Sunday, May 26, 2013


By now you've seen some of our lovely Capadoccia photos that didnt do that amazing place an ounce of justice. It was a whirlwind four days, there was just so much to see and do, and we had already extended our stay an extra day, so we felt like we really needed to get the most out of it. There were so many activities to choose from, but mostly we thought we would try to do it on our own rather than give our money to pricey tour companies. 
Turkish night was exactly as Jake described it, ridiculous. I liken it to the Medieval Times restaurant experience only with Turkish entertainment. But it was fun, and I'm glad we did it. 
Capadoccia is this amazing mixture of old world turkey and a bunch of flukes of nature. About a billion years ago the whole place got covered in volcanic ash, which after another billion years of erosion and land changes the whole place is now covered in these crazy soft rock formations, which about 2000 years ago, Turkish people discovered they could shape the rock to make houses, churches, stables, and whatever else.
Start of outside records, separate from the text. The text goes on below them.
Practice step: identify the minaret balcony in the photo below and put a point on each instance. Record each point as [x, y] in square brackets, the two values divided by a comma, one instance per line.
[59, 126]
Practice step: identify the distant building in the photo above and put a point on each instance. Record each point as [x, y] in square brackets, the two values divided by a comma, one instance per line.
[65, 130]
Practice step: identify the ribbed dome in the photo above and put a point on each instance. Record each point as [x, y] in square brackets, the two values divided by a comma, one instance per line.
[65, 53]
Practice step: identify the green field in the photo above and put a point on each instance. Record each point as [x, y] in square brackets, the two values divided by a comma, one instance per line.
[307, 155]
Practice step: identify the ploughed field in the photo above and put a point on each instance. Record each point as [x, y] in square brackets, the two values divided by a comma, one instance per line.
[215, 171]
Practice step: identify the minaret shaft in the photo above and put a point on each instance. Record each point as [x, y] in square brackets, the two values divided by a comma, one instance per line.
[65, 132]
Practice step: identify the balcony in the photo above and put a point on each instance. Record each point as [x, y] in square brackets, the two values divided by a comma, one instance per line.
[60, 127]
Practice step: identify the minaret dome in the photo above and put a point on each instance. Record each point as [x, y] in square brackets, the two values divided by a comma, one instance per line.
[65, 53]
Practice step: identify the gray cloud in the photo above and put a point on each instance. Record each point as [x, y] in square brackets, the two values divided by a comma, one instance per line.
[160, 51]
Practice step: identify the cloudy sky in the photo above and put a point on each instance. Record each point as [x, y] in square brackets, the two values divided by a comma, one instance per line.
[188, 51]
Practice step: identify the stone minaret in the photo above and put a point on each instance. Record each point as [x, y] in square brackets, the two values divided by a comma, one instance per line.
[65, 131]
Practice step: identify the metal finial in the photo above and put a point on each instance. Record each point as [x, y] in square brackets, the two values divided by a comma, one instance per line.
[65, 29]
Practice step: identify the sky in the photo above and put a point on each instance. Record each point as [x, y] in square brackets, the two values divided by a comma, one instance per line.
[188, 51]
They built their homes way high up whenever they were threatened, which sounds like it was quite often. There are about 9 valleys that have these amazing rock formations and houses.  Jake and I did our very best to see as many of them as we could in our short time.  This resulted in some very long walks.   In 2 days we hiked a total of 11+ hours. The first day was wonderful, gorgeous weather, and breathtaking scenery. The second day we weren't so lucky. I blame the crappy map we were given, but we managed to get lost for 2-3 hours.  No path, no idea where we were, and in the very bright midday sun. It got pretty frustrating. After we had given up ever finding the path into the valleys, and had started for home, we finally managed to stumble across something worthwhile, and did eventually find our way successfully. We found some incredible cave houses built into cliffs that we were free to climb and explore. They went up 3 or four stories into the stone and were all connected to other stone houses, sort of like a giant stone condo complex. We had so much fun climbing and exploring. 

We decided it was high time we get a little more info on "The Turkish Table," and took a local cooking class, an idea we stole from another Peace Corps couple traveling through Southeast Asia. Our class was very intimate with just Jake and I, our translator, and our instructor, an old Turkish mother, who was horrified every time we tried to clean anything. She didn't let us do much other than watch her cook, although we did get to sit and stuff the peppers and make little grape leaf spring roll things. They got a pretty big kick out of our sad final products, but they were quick to tell us how much better we were than other beginners.  Sure.  Then we sat down with the whole family and enjoyed our meal. It was a great experience. 
Our next stop is Safronbolu, a preserved Ottoman town known for its gorgeous houses and quaint streets.  From there we travel to Istanbul, and after a long weekend in Switzerland, we are headed back to America, and parties, and a move, and weddings, and a whole new life. I think we're both starting to realize our old adventure is over and our new one is about to begin. I hope I can maintain my sanity as I pull together a wedding in less than a month!! 

1 comment:

  1. Those rock houses kind of remind me of Mesa Verde, dwellings of native americans in the middle ages. Condos in the mountains. What a great idea to take a cooking class!(darling photo of you Katie.) You can bring a bit of Turkey home with you. Your photos and experiences are amazing! You should put your pics on a dvd and add music for a treasured video. Can't wait to see you both very you guys, Kathy/mama
    Have a lovely time in Istanbul and Switzerland.